Crude oil climbed above $100 a barrel in New York after an Energy Department report showed an unexpected drop in U.S. inventories as refineries bolstered operating rates and imports declined.

Oil advanced as much as 3.5 percent after the department said supplies fell 15,000 barrels to 370.3 million last week. Inventories were forecast to rise 1.7 million barrels, according to analysts surveyed by Bloomberg News. Refineries operated at 83.2 percent of capacity, the most since the week ended April 1.

“There’s plenty of oil out there but continued unrest is going to keep prices around $100,” saidChip Hodge, who oversees a $9 billion natural-resource bond portfolio as senior managing director at MFC Global Investment Management in Boston. “Libyan oil will remain off the market for the foreseeable future, and that’s just one trouble spot.”

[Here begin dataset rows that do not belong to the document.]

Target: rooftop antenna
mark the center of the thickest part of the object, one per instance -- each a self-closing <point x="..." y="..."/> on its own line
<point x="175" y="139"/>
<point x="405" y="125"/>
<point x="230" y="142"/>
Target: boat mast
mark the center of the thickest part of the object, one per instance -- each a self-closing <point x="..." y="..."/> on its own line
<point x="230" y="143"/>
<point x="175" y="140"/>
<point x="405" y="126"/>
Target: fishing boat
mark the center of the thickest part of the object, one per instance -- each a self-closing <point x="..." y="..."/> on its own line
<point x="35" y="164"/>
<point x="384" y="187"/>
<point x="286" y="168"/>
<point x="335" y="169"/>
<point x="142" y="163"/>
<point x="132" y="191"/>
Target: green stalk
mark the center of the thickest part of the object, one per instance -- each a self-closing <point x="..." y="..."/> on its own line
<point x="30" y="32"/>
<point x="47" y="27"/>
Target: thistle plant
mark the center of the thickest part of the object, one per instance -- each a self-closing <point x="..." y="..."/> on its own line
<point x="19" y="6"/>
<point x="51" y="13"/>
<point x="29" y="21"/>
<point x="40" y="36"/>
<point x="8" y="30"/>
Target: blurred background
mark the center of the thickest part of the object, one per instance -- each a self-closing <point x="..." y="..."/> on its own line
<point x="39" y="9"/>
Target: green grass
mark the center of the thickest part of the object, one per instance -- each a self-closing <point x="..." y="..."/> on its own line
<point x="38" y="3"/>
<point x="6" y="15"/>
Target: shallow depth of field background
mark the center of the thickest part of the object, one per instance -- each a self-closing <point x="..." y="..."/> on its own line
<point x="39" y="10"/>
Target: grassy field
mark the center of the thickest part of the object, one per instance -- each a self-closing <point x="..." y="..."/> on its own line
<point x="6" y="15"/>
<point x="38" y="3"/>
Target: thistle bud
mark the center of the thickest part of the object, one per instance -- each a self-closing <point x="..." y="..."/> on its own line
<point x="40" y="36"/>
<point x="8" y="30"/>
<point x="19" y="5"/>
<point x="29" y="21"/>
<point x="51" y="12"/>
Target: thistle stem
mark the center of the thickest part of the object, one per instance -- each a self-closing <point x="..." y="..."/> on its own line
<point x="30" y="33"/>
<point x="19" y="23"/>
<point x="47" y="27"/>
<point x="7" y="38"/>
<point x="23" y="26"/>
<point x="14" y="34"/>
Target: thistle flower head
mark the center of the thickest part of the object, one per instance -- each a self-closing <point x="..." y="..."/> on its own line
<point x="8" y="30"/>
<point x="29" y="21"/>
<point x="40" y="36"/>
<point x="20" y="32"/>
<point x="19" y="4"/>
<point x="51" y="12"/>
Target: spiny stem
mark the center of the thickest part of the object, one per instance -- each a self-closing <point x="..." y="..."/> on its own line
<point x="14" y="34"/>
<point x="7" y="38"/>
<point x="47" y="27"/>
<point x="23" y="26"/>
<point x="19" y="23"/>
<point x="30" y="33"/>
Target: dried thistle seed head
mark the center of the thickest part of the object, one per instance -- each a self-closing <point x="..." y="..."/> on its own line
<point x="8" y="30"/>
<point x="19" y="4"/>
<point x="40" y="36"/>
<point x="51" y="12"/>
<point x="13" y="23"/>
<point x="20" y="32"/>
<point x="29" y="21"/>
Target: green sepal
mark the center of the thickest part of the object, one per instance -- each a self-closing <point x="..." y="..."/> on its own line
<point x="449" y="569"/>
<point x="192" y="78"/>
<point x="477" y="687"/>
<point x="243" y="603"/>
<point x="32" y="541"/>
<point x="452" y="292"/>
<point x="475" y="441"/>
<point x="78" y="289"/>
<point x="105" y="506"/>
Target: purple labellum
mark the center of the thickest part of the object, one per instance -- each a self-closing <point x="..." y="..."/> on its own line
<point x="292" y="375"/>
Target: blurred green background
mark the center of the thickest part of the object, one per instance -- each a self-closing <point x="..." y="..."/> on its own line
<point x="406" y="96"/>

Crude oil will lead a rally in commodities as production fails to keep pace with consumption, said Ray Eyles, chief executive officer of JPMorgan Chase & Co.’s commodity business in Asia.

“Ultimately, the long-term fundamental supply and demand of commodities is still pointing to higher prices,” Eyles said in an interview in Singapore. “The commodities that have the best underlying fundamental stories at the moment” are in energy because of unrest in the Middle East and Japan’s nuclear crisis, he said.